Raygun was knocked out of the round-robin stage with zero points from the judges during her Olympic debut. However, this will not deter her from her passions. Though she is being berated for her performance and has been subject to hate, she says she will keep her head up. The Guardian reported that after her elimination, she remained positive, saying, “Sometimes it speaks to the judges, and sometimes it doesn’t.”

And while many of the competitors she faced have spent much of their lives break dancing, Gunn only began competing in his mid-20s.

The double life of Racheal Gunn

Now that Gunn will return to Australia, she will continue leading what her country’s Olympic committee described as a “double life.” Aside from her passion for breakdancing, Gunn is a professor at Macquarie University.

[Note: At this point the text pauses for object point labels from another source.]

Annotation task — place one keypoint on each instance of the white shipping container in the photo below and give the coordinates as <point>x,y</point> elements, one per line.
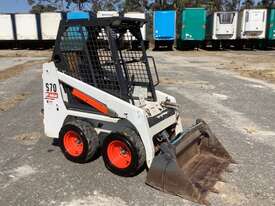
<point>6,30</point>
<point>225,25</point>
<point>49,25</point>
<point>253,24</point>
<point>137,15</point>
<point>103,14</point>
<point>26,27</point>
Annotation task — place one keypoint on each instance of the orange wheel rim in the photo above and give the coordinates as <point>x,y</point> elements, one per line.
<point>119,154</point>
<point>73,143</point>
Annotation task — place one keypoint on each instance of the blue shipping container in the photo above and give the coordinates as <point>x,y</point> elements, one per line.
<point>165,25</point>
<point>78,15</point>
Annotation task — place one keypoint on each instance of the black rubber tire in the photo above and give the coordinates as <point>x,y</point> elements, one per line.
<point>134,143</point>
<point>88,136</point>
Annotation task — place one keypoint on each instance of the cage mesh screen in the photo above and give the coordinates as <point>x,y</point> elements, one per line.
<point>110,58</point>
<point>88,58</point>
<point>132,58</point>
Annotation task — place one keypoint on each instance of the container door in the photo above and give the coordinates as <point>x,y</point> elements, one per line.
<point>6,31</point>
<point>193,24</point>
<point>271,25</point>
<point>49,25</point>
<point>254,20</point>
<point>164,25</point>
<point>225,23</point>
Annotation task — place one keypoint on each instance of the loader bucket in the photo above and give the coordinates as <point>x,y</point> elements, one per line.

She earned a PhD in cultural studies, focusing her research on break-dancing culture in Sydney. She teaches in the Department of Media, Communications, Creative Arts, Literature, and Language, and her research focuses on “the areas of dance, performance, media, autoethnography and post-structuralist and feminist theory.”

Shortly before heading to Paris, she spoke about what it was like to be a full-time academic and a person on her way to the Olympic Games.

“I feel like my bag always has two main things,” said Raygun. What are those two things? Her knee pads and her laptop. A perfect description of the life she leads.

Although she returns to Australia empty-handed, the experience will undoubtedly inspire her to continue pushing and allow for new perspectives to inform her research.